Yeisson Lizalda: "Sentí nervios, pero es normal"

Con apenas 16 años y 34 hermanos, Yeisson, quien fue goleado por Millos, dice que si lo vuelven a llamar, aceptaría.

Dos veces la bendición para encomendarse a su hermana y su sobrino, quienes perdieron la vida en un accidente de tránsito hace dos años en Cúcuta, es el ritual de todas las mañanas de Yeisson Lizalda Cepeda, el arquero que recibió los cinco goles de Millonarios, el pasado sábado, vistiendo el uniforme del Quindío en su debut como profesional.

Lizalda, de 16 años de edad, es ahora sin duda alguna el más famoso del barrio San Marino de la ciudad de Cali, no sólo por su primera aparición en el fútbol profesional sino por ser el hijo número 34 de Benigno, a quien no ve desde hace cerca de tres años.
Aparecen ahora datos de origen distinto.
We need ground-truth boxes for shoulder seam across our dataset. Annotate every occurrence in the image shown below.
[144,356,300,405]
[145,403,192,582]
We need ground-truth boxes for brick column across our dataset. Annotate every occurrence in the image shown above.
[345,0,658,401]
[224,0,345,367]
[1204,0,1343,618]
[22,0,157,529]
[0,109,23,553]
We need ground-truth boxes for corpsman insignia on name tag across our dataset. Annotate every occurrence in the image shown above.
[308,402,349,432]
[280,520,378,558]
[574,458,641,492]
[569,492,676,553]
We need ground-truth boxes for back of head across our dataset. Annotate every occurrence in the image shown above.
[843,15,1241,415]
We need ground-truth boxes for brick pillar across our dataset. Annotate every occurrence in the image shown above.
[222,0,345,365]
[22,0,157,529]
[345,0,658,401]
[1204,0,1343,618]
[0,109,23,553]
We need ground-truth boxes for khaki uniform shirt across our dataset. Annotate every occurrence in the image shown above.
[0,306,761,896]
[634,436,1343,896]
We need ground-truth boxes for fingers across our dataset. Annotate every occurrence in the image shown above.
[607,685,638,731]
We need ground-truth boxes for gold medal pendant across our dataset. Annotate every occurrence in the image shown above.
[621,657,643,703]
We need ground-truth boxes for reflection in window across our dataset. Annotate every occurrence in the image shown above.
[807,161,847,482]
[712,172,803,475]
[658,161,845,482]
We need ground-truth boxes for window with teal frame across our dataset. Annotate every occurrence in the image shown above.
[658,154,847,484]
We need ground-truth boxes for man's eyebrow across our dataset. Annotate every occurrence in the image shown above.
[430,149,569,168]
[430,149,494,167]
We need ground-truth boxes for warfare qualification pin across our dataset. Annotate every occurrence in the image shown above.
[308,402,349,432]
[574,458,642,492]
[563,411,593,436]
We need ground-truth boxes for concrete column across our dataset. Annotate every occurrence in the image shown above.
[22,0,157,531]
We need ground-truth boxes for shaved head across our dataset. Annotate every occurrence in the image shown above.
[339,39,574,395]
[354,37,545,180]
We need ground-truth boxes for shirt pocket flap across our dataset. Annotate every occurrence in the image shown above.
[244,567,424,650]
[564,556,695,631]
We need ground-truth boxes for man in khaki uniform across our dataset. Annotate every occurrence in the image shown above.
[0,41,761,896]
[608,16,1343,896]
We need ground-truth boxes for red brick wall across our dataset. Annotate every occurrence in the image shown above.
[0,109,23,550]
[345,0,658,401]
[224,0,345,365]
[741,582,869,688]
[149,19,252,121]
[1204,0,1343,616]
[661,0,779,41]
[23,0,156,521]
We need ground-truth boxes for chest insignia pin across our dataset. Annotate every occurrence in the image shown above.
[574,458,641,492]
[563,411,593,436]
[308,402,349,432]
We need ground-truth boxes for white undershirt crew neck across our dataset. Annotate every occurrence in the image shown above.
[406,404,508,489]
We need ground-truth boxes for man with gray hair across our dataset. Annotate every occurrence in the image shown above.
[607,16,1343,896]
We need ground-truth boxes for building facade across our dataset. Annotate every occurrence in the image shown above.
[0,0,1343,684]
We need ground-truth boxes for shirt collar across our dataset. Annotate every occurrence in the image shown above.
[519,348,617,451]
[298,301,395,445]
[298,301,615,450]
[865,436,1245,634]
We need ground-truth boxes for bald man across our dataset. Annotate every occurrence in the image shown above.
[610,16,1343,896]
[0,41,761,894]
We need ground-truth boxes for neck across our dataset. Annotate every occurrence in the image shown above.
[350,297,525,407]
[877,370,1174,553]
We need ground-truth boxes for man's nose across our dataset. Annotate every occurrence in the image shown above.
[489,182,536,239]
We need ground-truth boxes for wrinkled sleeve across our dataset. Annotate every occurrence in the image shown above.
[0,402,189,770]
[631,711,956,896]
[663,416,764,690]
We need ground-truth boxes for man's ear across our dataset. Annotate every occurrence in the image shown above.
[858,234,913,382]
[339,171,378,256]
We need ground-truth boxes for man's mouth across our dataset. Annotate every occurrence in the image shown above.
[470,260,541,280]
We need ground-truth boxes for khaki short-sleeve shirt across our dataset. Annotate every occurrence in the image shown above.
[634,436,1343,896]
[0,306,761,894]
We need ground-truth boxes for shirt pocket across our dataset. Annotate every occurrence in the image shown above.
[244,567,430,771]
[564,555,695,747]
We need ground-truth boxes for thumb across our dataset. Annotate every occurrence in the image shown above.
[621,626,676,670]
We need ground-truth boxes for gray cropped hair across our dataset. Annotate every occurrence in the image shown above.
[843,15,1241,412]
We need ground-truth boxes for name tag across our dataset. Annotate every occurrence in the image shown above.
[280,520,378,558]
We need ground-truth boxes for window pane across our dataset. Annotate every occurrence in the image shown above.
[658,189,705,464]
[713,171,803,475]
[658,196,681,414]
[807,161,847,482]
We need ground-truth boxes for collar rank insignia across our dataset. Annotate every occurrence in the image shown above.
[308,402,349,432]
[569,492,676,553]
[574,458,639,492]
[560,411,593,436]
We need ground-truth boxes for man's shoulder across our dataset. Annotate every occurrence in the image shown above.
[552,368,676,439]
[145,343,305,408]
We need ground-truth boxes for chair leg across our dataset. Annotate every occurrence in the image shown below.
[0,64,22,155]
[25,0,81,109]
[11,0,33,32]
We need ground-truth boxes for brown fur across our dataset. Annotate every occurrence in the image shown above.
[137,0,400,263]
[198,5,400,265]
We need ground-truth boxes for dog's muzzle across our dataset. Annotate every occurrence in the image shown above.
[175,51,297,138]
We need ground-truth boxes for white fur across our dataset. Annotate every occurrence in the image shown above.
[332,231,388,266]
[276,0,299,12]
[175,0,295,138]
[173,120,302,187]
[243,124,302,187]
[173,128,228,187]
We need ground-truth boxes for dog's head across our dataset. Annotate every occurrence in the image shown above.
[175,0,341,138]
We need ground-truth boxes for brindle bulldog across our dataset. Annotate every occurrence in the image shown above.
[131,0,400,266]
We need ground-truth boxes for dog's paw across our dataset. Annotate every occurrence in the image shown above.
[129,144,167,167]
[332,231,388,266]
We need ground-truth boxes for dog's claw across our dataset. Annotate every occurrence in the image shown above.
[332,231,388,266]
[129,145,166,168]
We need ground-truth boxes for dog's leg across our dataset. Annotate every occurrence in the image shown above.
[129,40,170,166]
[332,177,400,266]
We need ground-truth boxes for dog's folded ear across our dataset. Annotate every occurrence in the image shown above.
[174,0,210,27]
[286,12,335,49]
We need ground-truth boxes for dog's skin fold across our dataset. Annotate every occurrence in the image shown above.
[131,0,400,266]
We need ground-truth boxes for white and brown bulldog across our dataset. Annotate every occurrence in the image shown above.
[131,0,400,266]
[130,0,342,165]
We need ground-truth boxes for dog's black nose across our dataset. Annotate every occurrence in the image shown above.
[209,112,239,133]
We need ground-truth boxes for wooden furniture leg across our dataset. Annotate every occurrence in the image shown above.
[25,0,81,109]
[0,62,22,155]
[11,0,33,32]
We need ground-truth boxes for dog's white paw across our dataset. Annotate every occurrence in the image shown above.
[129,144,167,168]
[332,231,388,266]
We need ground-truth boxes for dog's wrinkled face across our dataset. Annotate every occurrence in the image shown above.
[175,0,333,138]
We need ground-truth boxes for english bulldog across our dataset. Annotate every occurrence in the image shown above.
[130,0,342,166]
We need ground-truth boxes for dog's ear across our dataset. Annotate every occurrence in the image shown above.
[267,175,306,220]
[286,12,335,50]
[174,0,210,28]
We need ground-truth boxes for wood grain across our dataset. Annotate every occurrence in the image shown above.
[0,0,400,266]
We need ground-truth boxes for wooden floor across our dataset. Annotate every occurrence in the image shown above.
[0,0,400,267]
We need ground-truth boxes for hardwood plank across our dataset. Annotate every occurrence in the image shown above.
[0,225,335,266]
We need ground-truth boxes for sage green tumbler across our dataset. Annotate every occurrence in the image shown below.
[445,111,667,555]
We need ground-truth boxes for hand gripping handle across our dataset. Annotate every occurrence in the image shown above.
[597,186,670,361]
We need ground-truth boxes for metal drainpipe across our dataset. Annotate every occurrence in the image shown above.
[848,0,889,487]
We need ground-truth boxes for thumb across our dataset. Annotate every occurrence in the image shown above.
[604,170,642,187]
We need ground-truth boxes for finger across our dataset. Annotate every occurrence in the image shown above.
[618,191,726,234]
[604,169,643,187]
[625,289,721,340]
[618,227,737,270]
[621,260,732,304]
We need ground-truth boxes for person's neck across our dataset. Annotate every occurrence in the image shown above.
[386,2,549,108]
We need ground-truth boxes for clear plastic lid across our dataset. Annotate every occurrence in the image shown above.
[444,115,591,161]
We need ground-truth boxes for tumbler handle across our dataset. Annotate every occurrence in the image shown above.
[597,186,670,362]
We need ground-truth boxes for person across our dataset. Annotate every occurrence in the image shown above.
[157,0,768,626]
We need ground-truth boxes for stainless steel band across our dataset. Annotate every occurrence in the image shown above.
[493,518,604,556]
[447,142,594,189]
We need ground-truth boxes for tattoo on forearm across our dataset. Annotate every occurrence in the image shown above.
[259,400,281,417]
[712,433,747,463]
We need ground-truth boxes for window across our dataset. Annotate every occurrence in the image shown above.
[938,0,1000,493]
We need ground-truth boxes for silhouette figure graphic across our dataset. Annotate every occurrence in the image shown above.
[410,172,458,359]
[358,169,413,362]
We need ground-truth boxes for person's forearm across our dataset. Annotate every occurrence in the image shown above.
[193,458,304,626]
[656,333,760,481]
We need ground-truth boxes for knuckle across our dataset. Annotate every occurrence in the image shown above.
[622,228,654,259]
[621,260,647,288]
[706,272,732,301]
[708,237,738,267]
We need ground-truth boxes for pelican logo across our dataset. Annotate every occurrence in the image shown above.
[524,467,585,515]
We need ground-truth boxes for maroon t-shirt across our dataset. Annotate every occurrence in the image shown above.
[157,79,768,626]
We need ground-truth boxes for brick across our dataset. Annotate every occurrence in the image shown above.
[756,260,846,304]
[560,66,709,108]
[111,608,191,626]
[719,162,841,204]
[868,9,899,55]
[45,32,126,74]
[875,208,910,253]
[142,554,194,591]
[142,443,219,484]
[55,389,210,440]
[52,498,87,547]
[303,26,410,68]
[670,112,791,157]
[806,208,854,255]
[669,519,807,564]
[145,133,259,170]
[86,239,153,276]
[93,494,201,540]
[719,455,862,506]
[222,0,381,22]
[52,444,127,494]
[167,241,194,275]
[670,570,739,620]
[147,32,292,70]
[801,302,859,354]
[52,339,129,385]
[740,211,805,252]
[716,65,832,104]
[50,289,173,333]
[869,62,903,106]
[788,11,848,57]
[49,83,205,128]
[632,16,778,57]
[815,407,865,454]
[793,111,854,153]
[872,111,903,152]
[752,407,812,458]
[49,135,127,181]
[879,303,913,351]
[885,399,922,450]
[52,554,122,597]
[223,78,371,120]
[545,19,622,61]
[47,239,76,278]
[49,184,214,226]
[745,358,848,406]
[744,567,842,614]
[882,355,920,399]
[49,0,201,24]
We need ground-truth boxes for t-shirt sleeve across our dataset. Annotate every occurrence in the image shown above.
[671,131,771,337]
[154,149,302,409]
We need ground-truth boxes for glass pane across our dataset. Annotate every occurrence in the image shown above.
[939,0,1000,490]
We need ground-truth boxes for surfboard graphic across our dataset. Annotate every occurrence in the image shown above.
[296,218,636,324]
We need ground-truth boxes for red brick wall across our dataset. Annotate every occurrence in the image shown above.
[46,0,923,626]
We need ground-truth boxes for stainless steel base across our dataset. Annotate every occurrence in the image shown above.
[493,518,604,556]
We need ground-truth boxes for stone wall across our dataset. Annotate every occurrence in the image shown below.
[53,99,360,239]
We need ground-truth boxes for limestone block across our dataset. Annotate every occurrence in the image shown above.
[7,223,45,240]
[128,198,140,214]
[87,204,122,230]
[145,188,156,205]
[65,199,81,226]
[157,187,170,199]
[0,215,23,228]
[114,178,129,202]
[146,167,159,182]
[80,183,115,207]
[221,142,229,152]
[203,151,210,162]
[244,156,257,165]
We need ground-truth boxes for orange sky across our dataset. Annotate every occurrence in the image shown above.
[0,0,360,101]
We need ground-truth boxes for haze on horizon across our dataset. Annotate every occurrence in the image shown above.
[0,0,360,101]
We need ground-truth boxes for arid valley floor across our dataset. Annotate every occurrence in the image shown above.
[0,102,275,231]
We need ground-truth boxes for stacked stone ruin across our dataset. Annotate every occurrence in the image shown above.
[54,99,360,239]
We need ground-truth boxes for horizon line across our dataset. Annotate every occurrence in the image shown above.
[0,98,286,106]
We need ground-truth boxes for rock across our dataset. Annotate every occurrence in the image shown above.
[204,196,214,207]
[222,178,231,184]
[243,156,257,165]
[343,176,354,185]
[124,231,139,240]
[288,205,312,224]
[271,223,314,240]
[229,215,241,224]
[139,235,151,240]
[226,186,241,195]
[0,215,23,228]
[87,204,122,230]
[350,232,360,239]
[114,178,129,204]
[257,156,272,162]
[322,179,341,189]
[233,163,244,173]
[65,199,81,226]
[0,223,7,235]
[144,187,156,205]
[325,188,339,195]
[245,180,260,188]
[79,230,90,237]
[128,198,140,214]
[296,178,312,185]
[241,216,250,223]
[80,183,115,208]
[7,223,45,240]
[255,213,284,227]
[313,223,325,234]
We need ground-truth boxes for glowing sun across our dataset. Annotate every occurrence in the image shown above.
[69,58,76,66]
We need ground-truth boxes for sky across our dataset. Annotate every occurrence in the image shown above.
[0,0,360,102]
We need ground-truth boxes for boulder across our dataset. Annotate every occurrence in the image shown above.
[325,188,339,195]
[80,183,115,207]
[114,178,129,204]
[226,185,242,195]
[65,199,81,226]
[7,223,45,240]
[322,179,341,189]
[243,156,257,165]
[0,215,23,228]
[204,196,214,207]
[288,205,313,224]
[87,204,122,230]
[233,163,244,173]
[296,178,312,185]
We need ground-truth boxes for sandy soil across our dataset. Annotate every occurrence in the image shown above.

“Quiero a mis hermanos, son mi familia, pero sólo los he visto una vez, por eso no tienen un papel importante en mi vida, excepto Arley, que vive a dos casas de la mía y me aconseja todos los días porque no le gusta verme en la calle después de las 9 de la noche. Él dice que eso no es típico de un deportista disciplinado”, cuenta con una sonrisa grande este arquero de piel morena y cabello ensortijado.

Yeisson asegura que una de sus grandes características es la perseverancia y que su primer sueño hecho realidad fue llegar al fútbol profesional cuando se enfrentó contra Millonarios en Bogotá. “Creo que nos faltó dar mucho más, pero también estamos en un nivel que es digno de respetar y si nuestro próximo compromiso fuera en dos días contra el Real Cartagena, en Armenia, yo no lo pensaría dos veces para decir que sí”.

A los 9 años de edad, con 1,50 metros de estatura, se inició como arquero en la escuela Las Ceibas, orientada y dirigida por el profesor Humberto Paz, a quien le habían hablado de un niño con facilidades para tapar: “Gracias a él, por haberme hecho caer en la cuenta de que yo nací para esto y por haberme dejado volar el día que Hernando Ángel me dijo que me fuera para Boca Juniors, luego de que le metiera un golazo al arquero de ellos, cuando yo era delantero”, contó.

Su recorrido como arquero es muy corto. Hace dos años en un partido contra el Deportivo Cali, quien ocupaba ese lugar en la escuela fue expulsado por cometer un penal; César Torres, coordinador de las inferiores del Boca Juniors consideró que debía tapar Yeisson Lizalda: “Justo lo atajé para nunca más volver a ser delantero”, recordó Yeisson, quien tras la goleada en Bogotá fue felicitado y consolado por el arquero de Millonarios, Nelson Ramos.

Aunque asegura sentirse satisfecho por haber ido a cumplir en El Campín, desea que la próxima vez que llegue al fútbol profesional colombiano sea porque ya está listo y preparado para ese reto: “Sentí muchos nervios, es normal, todo el mundo sabe que nosotros fuimos porque la nómina de la categoría A tomó la decisión de faltar, sin embargo, con coraje asistimos pero no estábamos entre iguales”.